Hi David,
To be honest I am not sure what might be happening here.
The only edge case I can think of is that your job completes, but hits the walltime while FWS is communicating with the database to update the state to COMPLETED which occurs after the job completes. Typically, the database communication to update the state would only take a few seconds maximum, so the chances of your job completing but then hitting walltime during FWS communication would be quite small.
One thing you could do to try to debug would be to see how long the database communication might be taking. For example, pick a COMPLETED job and examine its Launch object in the database, particularly the timestamps that show you when the job started RUNNING and when it was tagged as COMPLETED. Then compare that time to the actual or expected runtime of your job (if you have that somewhere). If there is a big discrepancy it could be an indicator that the database is taking way to way too long to update for your job, and hitting walltime in the middle of the update.

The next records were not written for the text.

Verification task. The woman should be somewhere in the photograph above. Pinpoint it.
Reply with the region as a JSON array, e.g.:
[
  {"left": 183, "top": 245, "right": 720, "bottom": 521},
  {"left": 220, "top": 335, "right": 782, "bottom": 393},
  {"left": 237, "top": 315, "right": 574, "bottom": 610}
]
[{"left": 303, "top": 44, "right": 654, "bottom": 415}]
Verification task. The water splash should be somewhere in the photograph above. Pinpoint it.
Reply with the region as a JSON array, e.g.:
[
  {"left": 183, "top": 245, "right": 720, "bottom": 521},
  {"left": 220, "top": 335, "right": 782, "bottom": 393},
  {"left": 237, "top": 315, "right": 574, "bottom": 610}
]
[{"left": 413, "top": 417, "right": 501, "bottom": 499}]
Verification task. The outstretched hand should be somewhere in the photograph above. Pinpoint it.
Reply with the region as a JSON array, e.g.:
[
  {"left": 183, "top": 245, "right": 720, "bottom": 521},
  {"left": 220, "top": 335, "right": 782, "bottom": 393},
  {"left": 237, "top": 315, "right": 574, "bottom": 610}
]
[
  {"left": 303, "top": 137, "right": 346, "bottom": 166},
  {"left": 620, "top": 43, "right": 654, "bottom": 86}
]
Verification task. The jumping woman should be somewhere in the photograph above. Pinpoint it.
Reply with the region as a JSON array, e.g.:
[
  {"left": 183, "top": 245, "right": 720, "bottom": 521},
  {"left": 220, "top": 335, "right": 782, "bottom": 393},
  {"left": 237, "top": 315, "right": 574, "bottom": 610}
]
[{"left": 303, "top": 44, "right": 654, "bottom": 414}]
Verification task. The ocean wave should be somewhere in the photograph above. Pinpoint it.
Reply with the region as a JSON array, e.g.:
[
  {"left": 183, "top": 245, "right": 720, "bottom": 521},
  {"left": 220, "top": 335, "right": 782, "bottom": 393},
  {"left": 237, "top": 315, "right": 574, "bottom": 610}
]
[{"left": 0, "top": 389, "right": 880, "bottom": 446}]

Do you happen to have very large workflows (e.g. 1000 FWS or more)? I could see this perhaps being a bigger problem as the workflows get larger, although I think we have done a lot recently to speed up database updates of large workflows.
Note that there is no way to explicitly mark a FW as completed. While if you are desperate and risk-taking you could try manually calling the Launchpad.complete_launch() method, I wouldn't really recommend this and suggest you try fixing the underlying problem.